Job Description:
We are looking for passionate and hardworking DevOps / Site Reliability Engineers (SRE) to work with one of our leading customers.
Responsibilities:
- As an SRE, you’ll need to solve these problems using data, teamwork, and your expertise.
- SREs own platform stack of the production environment; from covering issues related to the application functionalities to addressing infrastructure disasters — our responsibilities are both broad and deep.
- The platform runs on the Microsoft Azure cloud and follows a microservices architecture that consists of open source, vendor licensed, and internally developed tools to perform functions such as provisioning, software deployment, logging, and monitoring.
Requirements:
- Strong sense of ownership and integrity demonstrated through clear communication and collaboration.
- Experience in managing and scaling distributed systems in a public, private, or hybrid cloud environment.
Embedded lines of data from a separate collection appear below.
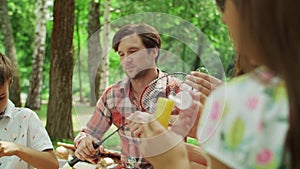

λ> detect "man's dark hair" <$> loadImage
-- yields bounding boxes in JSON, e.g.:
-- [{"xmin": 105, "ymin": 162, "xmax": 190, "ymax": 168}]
[
  {"xmin": 112, "ymin": 23, "xmax": 161, "ymax": 60},
  {"xmin": 0, "ymin": 53, "xmax": 14, "ymax": 85}
]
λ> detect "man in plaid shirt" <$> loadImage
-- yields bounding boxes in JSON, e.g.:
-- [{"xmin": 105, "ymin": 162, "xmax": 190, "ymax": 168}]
[{"xmin": 75, "ymin": 24, "xmax": 184, "ymax": 169}]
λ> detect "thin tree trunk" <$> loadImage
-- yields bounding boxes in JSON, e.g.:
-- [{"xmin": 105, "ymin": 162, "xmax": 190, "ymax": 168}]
[
  {"xmin": 0, "ymin": 0, "xmax": 22, "ymax": 107},
  {"xmin": 25, "ymin": 0, "xmax": 47, "ymax": 110},
  {"xmin": 76, "ymin": 7, "xmax": 84, "ymax": 103},
  {"xmin": 46, "ymin": 0, "xmax": 75, "ymax": 140},
  {"xmin": 88, "ymin": 0, "xmax": 101, "ymax": 106}
]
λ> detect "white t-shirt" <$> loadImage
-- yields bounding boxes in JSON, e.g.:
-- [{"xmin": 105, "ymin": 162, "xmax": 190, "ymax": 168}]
[{"xmin": 0, "ymin": 100, "xmax": 53, "ymax": 169}]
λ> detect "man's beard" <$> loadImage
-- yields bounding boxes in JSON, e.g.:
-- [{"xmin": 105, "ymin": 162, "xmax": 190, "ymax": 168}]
[{"xmin": 127, "ymin": 68, "xmax": 150, "ymax": 80}]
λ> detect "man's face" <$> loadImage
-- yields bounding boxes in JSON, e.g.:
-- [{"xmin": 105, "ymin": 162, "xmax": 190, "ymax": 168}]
[
  {"xmin": 0, "ymin": 81, "xmax": 9, "ymax": 112},
  {"xmin": 118, "ymin": 35, "xmax": 157, "ymax": 79}
]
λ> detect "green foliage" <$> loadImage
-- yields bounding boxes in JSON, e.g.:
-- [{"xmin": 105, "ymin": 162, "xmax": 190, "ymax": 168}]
[{"xmin": 0, "ymin": 0, "xmax": 235, "ymax": 103}]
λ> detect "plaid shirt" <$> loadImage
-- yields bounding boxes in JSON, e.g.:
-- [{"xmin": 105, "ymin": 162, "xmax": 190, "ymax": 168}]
[{"xmin": 75, "ymin": 70, "xmax": 182, "ymax": 168}]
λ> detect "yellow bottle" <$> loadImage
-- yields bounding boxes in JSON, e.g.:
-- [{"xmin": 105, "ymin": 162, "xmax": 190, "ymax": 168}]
[{"xmin": 155, "ymin": 97, "xmax": 174, "ymax": 128}]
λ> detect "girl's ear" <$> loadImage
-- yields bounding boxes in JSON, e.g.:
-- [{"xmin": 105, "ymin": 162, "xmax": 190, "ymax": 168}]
[
  {"xmin": 8, "ymin": 78, "xmax": 14, "ymax": 88},
  {"xmin": 150, "ymin": 48, "xmax": 158, "ymax": 58}
]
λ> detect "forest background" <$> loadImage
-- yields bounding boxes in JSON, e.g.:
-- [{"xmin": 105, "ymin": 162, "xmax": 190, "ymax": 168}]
[{"xmin": 0, "ymin": 0, "xmax": 235, "ymax": 145}]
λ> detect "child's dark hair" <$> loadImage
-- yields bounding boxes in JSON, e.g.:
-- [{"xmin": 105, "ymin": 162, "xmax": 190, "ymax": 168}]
[{"xmin": 0, "ymin": 53, "xmax": 14, "ymax": 86}]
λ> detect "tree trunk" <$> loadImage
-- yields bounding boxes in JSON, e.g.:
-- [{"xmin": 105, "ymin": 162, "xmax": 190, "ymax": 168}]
[
  {"xmin": 0, "ymin": 0, "xmax": 22, "ymax": 107},
  {"xmin": 25, "ymin": 0, "xmax": 47, "ymax": 110},
  {"xmin": 75, "ymin": 7, "xmax": 85, "ymax": 103},
  {"xmin": 99, "ymin": 0, "xmax": 110, "ymax": 95},
  {"xmin": 88, "ymin": 0, "xmax": 102, "ymax": 106},
  {"xmin": 46, "ymin": 0, "xmax": 75, "ymax": 140}
]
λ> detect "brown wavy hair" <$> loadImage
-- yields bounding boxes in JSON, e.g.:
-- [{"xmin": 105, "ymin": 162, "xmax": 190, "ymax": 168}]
[{"xmin": 231, "ymin": 0, "xmax": 300, "ymax": 168}]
- The ability to design, author, and release code in .NET and C# language.
- Strong drive to automate manual operations and to improve them through repeated iteration.
- Good understanding of various Azure cloud services and resources.
- Familiarity with microservices architecture and container orchestration with Kubernetes.
- Hands-on experience managing large numbers of diverse systems with configuration management or software delivery platforms (such as Puppet, Chef, Ansible, and Spinnaker).
- Experience with deploying, supporting, and supervising new and existing services, platforms, and application stacks.
- Familiarity with Continuous Integration and Continuous Delivery processes and a solid understanding of the software development life cycle.
- Excellent troubleshooting and problem-solving skills.
- Experience with scale testing, disaster recovery, and capacity planning.
- BS/MS in Computer Science or equivalent (software development or production operations experience in a large-scale environment).
- Willingness to participate in on-call rotation.